If you plan to convert your basement into a suite, be aware there are specific HVAC codes in place that must be followed. If you own a pre-existing legal suite, you can use the heating and ventilation from the main house to save on costs. New suites, however, sometimes require a separate HVAC system installed in them. The same consideration will be a factor even if a legal suite is not in question. Living rooms, home theatres, or gyms will need comfortable temperatures to spend time in. If a new HVAC system is needed, it’s important to know right away so you can plan it into the renovations. The best way to handle this is to hire a contractor to discuss where to house the new system and what size is necessary for the basement.
According to Remodeling Magazine, basement remodels can easily recoup upwards of 70% of the cost, making it a great investment. Before homeowners can enjoy that return, there is first the cost of finishing the basement reno to consider. Finishing work includes waterproofing, framing, drywalling, installing wiring and windows, and possibly more. By knowing what to expect from the cost and work involved, you’ll be able to better budget and plan for your basement reno.

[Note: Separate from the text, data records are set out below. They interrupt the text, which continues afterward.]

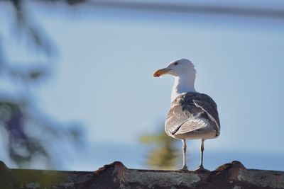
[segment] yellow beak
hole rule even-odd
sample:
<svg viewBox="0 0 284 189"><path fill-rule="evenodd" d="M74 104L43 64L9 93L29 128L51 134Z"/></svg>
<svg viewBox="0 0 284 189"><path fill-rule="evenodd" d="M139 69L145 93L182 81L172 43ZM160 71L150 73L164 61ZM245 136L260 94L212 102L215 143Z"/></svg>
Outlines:
<svg viewBox="0 0 284 189"><path fill-rule="evenodd" d="M163 69L159 69L159 70L157 70L156 71L155 71L154 74L153 74L153 76L154 77L159 77L161 75L167 74L170 70L171 70L171 69L170 69L170 68L163 68Z"/></svg>

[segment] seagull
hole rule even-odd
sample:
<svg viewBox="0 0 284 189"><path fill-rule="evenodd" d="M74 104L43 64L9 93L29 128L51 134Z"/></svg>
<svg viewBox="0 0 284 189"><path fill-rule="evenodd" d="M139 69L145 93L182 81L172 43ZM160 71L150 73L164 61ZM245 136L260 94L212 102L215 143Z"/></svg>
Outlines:
<svg viewBox="0 0 284 189"><path fill-rule="evenodd" d="M170 74L175 78L172 89L170 109L165 123L165 131L170 137L182 141L183 166L186 165L186 139L201 139L201 159L198 171L203 167L204 142L220 134L220 121L216 103L208 95L195 91L196 70L187 59L175 60L154 72L154 77Z"/></svg>

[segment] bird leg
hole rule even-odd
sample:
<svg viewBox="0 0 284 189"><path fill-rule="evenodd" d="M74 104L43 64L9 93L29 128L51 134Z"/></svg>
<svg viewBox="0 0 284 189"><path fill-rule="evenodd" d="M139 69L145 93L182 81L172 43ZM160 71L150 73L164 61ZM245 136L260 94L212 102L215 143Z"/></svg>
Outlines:
<svg viewBox="0 0 284 189"><path fill-rule="evenodd" d="M186 160L185 160L185 156L186 156L186 143L185 143L185 139L182 139L182 151L183 151L183 165L182 165L182 170L187 171L187 166L186 166Z"/></svg>
<svg viewBox="0 0 284 189"><path fill-rule="evenodd" d="M201 150L201 161L200 161L200 168L199 170L204 170L204 167L203 167L203 151L204 151L204 139L202 139L201 140L201 147L200 147L200 150Z"/></svg>

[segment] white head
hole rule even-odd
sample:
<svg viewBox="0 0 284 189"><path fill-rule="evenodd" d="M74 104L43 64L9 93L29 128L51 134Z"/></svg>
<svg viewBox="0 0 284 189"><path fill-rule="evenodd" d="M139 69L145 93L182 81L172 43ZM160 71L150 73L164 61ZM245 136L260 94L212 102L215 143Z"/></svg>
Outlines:
<svg viewBox="0 0 284 189"><path fill-rule="evenodd" d="M190 62L190 60L187 59L180 59L173 61L167 67L155 71L153 76L159 77L164 74L170 74L174 76L187 75L195 78L195 74L196 71L195 65Z"/></svg>
<svg viewBox="0 0 284 189"><path fill-rule="evenodd" d="M180 59L170 63L165 68L154 72L154 77L170 74L175 77L175 84L172 91L172 101L180 93L196 92L195 81L196 70L195 65L187 59Z"/></svg>

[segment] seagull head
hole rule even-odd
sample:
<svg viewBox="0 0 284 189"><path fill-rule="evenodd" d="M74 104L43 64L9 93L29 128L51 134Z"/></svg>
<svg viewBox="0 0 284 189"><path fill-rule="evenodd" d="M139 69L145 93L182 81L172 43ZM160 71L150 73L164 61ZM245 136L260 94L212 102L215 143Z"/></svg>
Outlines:
<svg viewBox="0 0 284 189"><path fill-rule="evenodd" d="M159 77L162 75L170 74L178 77L182 76L195 77L195 65L190 60L180 59L173 61L165 68L155 71L153 74L153 76Z"/></svg>

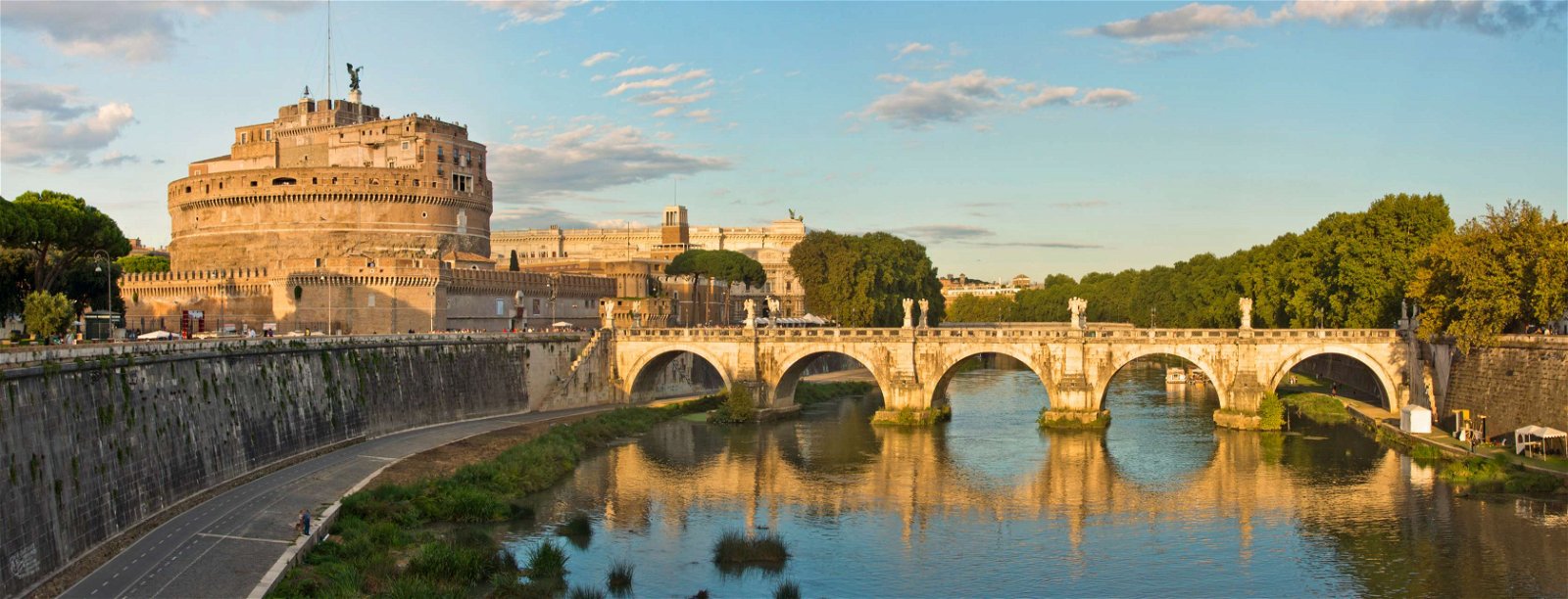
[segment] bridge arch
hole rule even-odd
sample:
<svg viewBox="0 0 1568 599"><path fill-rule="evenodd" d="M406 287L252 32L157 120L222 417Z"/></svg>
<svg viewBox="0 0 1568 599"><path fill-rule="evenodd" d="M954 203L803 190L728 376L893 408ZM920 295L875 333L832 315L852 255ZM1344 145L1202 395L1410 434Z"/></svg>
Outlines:
<svg viewBox="0 0 1568 599"><path fill-rule="evenodd" d="M701 345L690 345L690 343L666 345L638 356L635 361L632 361L632 365L624 370L626 375L622 376L622 384L624 384L622 392L626 392L627 401L644 403L652 400L651 397L652 389L648 389L648 386L652 383L652 378L657 376L660 372L663 372L665 367L668 367L670 362L673 362L676 358L681 358L681 354L696 356L698 359L713 367L713 370L718 372L720 379L723 379L724 389L729 389L729 384L734 383L735 379L734 373L731 372L731 365L718 359L718 356L715 356L713 353L704 350Z"/></svg>
<svg viewBox="0 0 1568 599"><path fill-rule="evenodd" d="M833 348L804 348L787 354L784 359L778 361L778 376L768 381L768 387L773 389L773 406L787 408L795 405L795 387L800 384L800 378L806 373L806 367L822 356L845 356L861 364L872 378L877 381L877 390L883 394L883 400L887 398L887 381L883 368L877 367L875 358L861 351L861 347L833 347Z"/></svg>
<svg viewBox="0 0 1568 599"><path fill-rule="evenodd" d="M971 358L975 358L975 356L983 356L983 354L988 354L988 353L989 354L999 354L999 356L1011 358L1011 359L1014 359L1018 362L1022 362L1025 367L1029 367L1029 370L1033 372L1035 376L1040 376L1040 384L1043 387L1046 387L1046 406L1043 406L1043 408L1049 408L1051 406L1051 401L1054 401L1055 397L1057 397L1055 379L1051 378L1051 373L1041 364L1043 361L1036 359L1029 351L1019 351L1019 348L1007 347L1007 345L972 347L972 348L964 348L964 350L960 350L960 351L955 351L955 353L944 353L942 361L939 362L941 364L941 370L938 370L941 375L938 375L938 378L930 383L930 390L928 390L928 395L925 398L927 400L927 406L933 406L935 408L935 406L947 405L947 384L952 383L952 379L953 379L955 375L958 375L958 370L956 370L958 364L961 364L966 359L971 359Z"/></svg>
<svg viewBox="0 0 1568 599"><path fill-rule="evenodd" d="M1220 400L1220 409L1231 406L1231 384L1225 379L1225 373L1214 367L1212 361L1193 351L1187 351L1187 348L1179 345L1160 345L1118 354L1112 362L1113 367L1094 381L1094 409L1101 409L1105 405L1105 392L1110 390L1110 379L1116 378L1116 373L1121 372L1121 368L1126 368L1127 364L1132 364L1134 361L1154 356L1176 356L1192 362L1198 367L1198 370L1203 370L1203 373L1209 376L1209 384L1214 386L1214 395Z"/></svg>
<svg viewBox="0 0 1568 599"><path fill-rule="evenodd" d="M1381 387L1380 390L1383 392L1383 403L1385 403L1383 408L1386 408L1391 412L1397 412L1400 408L1405 406L1405 401L1402 401L1399 397L1399 386L1396 383L1397 378L1388 373L1388 368L1383 365L1383 362L1372 358L1366 351L1361 351L1350 345L1317 345L1297 350L1295 353L1287 356L1283 362L1279 362L1279 365L1275 367L1273 373L1264 383L1267 384L1269 390L1275 390L1279 387L1279 383L1284 381L1286 375L1290 373L1290 368L1295 368L1298 364L1308 361L1309 358L1334 356L1334 354L1350 358L1372 372L1372 376L1377 378L1378 386Z"/></svg>

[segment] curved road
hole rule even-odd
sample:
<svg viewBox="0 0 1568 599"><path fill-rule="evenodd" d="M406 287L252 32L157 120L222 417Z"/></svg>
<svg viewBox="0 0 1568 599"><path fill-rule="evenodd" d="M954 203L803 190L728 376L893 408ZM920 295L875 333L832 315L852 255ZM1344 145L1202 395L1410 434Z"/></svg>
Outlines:
<svg viewBox="0 0 1568 599"><path fill-rule="evenodd" d="M320 514L365 477L474 434L608 409L508 414L370 439L223 492L154 528L63 597L245 597L298 538L299 508Z"/></svg>

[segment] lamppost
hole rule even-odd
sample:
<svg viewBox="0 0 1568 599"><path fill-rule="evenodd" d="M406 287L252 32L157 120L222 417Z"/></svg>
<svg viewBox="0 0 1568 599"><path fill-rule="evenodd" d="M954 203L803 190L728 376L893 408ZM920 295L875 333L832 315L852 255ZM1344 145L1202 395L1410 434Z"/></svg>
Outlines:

Average cost: $20,000 – $60,000 (These costs are per finishing a 400 to 1,500 square foot basement.)
High-end cost: $100,000 +
Per square foot
Generally, expect to pay between $35 and $70 per square foot when finishing a basement. These costs may also vary depending on the contractor and quality of materials used in the renovation.
400 square feet: $14,000 – $28,000
800 square feet: $28,000 – $56,000
1200 square feet: $42,000 – $84,000
1500 square feet: $52,500 – $105,000
All finishing costs are taken from HomeAdvisor from various basement renovation reports.
These will vary depending on what your basement needs and the overall size, but are generally priced as such:
Electrical: $1,325 – $2,880 (Electrical work includes new wiring, outlets, and lighting. Depending on the basement’s use, whether a home theatre or legal suite, the electrical work involved and the final price will vary.)
Other finishing work includes flooring and painting. These can be handled by a professional, but it can just as easily be DIYed to save a bit on overall expenses.
Basement legal suite
Legal suites are a bigger investment, but also offer big paybacks thanks to the potential for added income. The costs will largely depend on the quality of appliances, how many bedrooms are included, the size of the kitchenette, and the involved work for a new bathroom.
Average cost: $61,000
High end cost: $110,000
Basements will need their own permits before you can renovate. The cost for permits varies depending on location, the amount of work involved, and the basement’s size. Besides a building permit, additional permits may be needed for electrical work, plumbing, or a new HVAC system.
Average cost: $1,350
DIY or professional help
As with any renovation project, the question of whether or not to DIY will come up. The decision will ultimately come down to a matter of skill, budget, and overall value. A professional can always guarantee that the project’s value will go up and appeal to potential buyers if you plan to sell. DIY can save money, but it also invites the risk of making costly mistakes that a contractor could help prevent. As for the cost factor, it typically comes down to the size of the basement.
Professional vs DIY cost
The bulk of a professional’s cost comes from the labour, which accounts for up to 25% of the total cost to renovate basements. Before you hire a contractor, make sure to get several estimates to find the right fit for your budget.
While hiring a professional is more expensive, think about the long-term value and ROI. A contractor will have the right skills, tools, and expertise to guarantee a quality basement renovation.